Dr. Farzin Haque, Ph.D., is a Research Assistant Professor in the University of Kentucky College of Pharmacy, Department of Pharmaceutical Sciences. He received his B.A. degree in Biochemistry and Mathematics (2004) from Lawrence University and a Ph.D. degree in Chemistry (2008) from Purdue University. He held a postdoctoral appointment (2009–2011) at the University of Cincinnati, with Professor Peixuan Guo. Dr. Haque’s scholarly interest broadly focuses on Nanoscience and Nanotechnology in Biology and Medicine. These include, nanopore-based technology for single molecule detection and sensing of chemicals and biopolymers; and RNA Nanotechnology - construction of RNA nanoparticles for therapeutic and diagnostic applications.

Dr. Xing-Jie Liang, Ph.D., got his Ph.D. at National Key Laboratory of Biomacromolecules, Institute of Biophysics at CAS. He finished his postdoc at Center for Cancer Research, NCI, NIH, and worked as a Research Fellow at Surgical Neurology Branch, NINDS. He worked on Molecular imaging at School of Medicine, Howard University before he became deputy director of CAS Key Laboratory for Biomedical Effects of Nanomaterials and Nanosafety, National Center for Nanoscience and Technology of China. He is a founder member of International Society of Nanomedicine, member of American Association for Cancer Research, and member of American Society of Cell Biology. He is current Associate Editors of ‘Biomaterials’ and ‘Biophysics Report’; Advisory editorial board member of ‘ACS Nano’; Editorial member of ‘Advances in Nano Research’, ‘Current Nanoscience’, ‘Biomaterials Research’, Theranostics’ and guest editor of ‘Biotechnology Advances’. Developing drug delivery strategies for prevention/treatment of AIDS and cancers are current program ongoing in Dr. Liang’s lab based on understanding of basic physiochemical and biological processes of nanomedicine.

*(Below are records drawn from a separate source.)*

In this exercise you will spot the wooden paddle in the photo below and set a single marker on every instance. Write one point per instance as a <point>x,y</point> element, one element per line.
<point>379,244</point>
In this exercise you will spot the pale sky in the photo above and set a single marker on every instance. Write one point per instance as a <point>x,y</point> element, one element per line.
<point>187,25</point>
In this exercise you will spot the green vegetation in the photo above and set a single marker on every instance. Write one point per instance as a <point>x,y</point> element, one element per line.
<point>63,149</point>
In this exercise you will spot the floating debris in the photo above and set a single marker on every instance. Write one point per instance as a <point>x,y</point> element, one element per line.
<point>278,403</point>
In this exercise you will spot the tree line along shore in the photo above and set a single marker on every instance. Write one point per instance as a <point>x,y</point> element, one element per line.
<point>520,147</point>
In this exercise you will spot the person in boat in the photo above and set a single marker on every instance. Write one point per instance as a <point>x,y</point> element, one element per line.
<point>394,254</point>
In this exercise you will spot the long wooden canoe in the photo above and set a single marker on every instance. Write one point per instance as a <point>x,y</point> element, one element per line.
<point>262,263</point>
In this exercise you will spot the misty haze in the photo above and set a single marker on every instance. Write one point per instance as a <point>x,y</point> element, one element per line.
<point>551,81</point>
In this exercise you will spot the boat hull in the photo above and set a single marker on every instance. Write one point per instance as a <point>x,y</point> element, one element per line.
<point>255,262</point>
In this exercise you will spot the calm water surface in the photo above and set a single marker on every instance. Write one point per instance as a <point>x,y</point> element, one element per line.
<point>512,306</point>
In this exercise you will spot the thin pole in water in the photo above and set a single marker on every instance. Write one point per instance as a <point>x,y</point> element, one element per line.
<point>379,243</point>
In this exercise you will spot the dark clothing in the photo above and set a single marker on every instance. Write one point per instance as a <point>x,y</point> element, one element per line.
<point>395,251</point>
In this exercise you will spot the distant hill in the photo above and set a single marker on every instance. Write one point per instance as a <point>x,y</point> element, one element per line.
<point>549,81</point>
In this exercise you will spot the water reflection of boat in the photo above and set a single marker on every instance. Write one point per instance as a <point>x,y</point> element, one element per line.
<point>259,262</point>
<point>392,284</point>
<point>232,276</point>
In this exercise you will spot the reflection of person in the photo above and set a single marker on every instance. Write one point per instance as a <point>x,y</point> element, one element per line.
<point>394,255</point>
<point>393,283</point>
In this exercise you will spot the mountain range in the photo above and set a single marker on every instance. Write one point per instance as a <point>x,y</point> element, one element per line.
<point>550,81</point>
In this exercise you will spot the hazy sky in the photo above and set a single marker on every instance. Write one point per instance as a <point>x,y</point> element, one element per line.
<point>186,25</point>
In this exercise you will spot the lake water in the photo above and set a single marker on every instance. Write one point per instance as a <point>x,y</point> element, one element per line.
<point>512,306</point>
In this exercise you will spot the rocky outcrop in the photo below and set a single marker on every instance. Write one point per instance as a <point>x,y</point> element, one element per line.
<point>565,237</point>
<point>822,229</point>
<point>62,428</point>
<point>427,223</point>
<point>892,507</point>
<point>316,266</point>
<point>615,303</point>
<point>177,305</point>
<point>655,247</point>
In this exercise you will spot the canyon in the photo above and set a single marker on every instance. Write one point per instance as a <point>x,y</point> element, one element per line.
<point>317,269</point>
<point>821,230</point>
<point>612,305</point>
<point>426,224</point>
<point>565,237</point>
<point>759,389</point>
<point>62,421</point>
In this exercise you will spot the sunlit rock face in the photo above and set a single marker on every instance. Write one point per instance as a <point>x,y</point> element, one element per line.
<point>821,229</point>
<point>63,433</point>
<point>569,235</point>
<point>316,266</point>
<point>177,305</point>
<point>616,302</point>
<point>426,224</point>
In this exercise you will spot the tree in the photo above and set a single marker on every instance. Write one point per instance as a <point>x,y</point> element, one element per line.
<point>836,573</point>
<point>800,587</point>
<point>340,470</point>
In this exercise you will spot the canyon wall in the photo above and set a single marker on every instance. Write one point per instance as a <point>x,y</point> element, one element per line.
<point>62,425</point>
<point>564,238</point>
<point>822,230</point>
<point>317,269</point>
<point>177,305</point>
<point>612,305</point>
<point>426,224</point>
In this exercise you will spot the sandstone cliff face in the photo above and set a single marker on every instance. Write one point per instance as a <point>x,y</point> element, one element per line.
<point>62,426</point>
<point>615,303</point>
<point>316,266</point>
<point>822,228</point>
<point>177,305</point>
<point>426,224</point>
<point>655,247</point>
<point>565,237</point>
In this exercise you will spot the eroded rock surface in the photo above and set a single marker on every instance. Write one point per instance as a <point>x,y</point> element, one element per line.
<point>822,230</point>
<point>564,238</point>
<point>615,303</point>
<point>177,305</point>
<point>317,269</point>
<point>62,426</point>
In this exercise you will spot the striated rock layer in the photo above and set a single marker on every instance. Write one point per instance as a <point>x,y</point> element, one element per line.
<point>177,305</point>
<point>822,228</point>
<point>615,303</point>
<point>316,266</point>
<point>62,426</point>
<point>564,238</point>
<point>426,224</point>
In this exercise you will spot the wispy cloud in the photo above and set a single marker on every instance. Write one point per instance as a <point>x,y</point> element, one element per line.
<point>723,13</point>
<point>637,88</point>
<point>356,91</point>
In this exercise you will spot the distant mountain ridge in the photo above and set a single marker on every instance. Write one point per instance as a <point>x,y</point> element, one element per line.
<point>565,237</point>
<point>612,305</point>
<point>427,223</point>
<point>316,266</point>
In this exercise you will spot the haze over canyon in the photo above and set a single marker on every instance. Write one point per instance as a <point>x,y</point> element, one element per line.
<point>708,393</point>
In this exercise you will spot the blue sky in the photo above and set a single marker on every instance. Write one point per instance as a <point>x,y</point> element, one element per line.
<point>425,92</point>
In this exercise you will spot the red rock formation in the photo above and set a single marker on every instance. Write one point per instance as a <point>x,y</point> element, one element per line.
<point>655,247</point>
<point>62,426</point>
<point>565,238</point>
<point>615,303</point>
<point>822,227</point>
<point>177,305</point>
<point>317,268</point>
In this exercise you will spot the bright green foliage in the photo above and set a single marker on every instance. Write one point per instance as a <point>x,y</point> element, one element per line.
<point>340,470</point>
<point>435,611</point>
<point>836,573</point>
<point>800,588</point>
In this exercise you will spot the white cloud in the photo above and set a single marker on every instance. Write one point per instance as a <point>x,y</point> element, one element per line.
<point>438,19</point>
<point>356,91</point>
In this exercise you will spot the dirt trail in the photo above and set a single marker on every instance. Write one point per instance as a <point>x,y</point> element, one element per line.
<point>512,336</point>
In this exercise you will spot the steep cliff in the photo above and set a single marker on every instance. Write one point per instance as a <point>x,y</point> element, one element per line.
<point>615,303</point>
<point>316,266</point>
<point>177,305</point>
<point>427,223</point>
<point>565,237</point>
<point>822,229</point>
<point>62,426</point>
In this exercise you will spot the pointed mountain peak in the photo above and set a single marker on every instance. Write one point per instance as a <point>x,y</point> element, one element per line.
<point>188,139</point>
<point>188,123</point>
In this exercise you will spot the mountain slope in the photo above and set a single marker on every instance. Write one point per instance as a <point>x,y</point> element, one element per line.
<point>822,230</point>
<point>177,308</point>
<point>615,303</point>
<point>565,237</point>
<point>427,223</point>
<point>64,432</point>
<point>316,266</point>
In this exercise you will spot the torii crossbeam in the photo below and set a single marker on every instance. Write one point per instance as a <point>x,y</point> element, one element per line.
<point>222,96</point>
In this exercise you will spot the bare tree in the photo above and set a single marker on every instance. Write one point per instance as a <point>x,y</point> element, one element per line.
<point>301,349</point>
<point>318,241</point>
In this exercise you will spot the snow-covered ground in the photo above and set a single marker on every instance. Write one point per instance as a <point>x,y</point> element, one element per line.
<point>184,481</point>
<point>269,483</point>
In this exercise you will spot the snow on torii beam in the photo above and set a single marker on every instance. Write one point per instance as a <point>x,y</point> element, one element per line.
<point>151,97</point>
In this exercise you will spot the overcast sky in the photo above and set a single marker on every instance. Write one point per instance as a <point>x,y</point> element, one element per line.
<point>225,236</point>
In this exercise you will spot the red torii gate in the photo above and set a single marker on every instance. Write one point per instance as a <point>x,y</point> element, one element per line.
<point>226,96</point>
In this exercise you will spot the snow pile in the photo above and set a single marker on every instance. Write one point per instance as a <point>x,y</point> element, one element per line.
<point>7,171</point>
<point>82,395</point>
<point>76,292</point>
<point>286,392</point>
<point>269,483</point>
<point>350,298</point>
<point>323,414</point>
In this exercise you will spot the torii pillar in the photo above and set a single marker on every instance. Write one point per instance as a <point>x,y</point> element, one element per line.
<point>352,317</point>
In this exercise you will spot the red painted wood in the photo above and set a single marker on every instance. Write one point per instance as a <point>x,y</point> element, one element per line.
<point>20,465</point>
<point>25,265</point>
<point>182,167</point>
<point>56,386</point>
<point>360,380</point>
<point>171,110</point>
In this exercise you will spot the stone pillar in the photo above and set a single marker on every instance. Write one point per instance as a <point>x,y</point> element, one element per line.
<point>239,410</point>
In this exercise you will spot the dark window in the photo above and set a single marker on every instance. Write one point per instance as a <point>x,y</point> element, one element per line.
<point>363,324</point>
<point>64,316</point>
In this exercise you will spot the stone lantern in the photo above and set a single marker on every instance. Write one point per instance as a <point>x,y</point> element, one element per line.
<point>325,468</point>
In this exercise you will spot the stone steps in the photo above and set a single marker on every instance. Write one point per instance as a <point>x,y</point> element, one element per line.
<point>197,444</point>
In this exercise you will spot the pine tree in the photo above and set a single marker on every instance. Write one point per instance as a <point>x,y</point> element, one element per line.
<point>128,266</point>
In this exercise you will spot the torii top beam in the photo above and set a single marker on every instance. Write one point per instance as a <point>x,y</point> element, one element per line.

Dr. Peixuan Guo, Ph.D., is William Farish Endowed Chair in Nanobiotechnology, director of University of Kentucky Nanobiotechnology Center and director of NIH/NCI Cancer Nanotechnology Platform Partnership Program: “RNA Nanotechnology for Cancer Therapy”. He obtained his Ph.D from University of Minnesota, and postdoctoral training at NIH, joined Purdue University in 1990, was tenured in 1993, became a full Professor in 1997, and was honored as a Purdue Faculty Scholar in 1998. He constructed phi29 DNA-packaging motor, discovered phi29 motor pRNA, pioneered RNA nanotechnology, incorporated phi29 motor channel into lipid membranes for single-molecule sensing with potential for high-throughput dsDNA sequencing. He is a member of two prominent national nanotech initiatives sponsored by NIH, NSF, NIST, and National Council of Nanotechnology, director of one NIH Nanomedicine Development Center from 2006–2011. His work was featured hundreds of times over radio, TV such as ABC, NBC, newsletters NIH, NSF, MSNBC, NCI, and ScienceNow. He was a member of NIH/NCI intramural site-visit Review Panel at 2010 and 2014, and a member of the Examination and Review Panel (Oversea Expert) of the Chinese Academy of Sciences since 2014.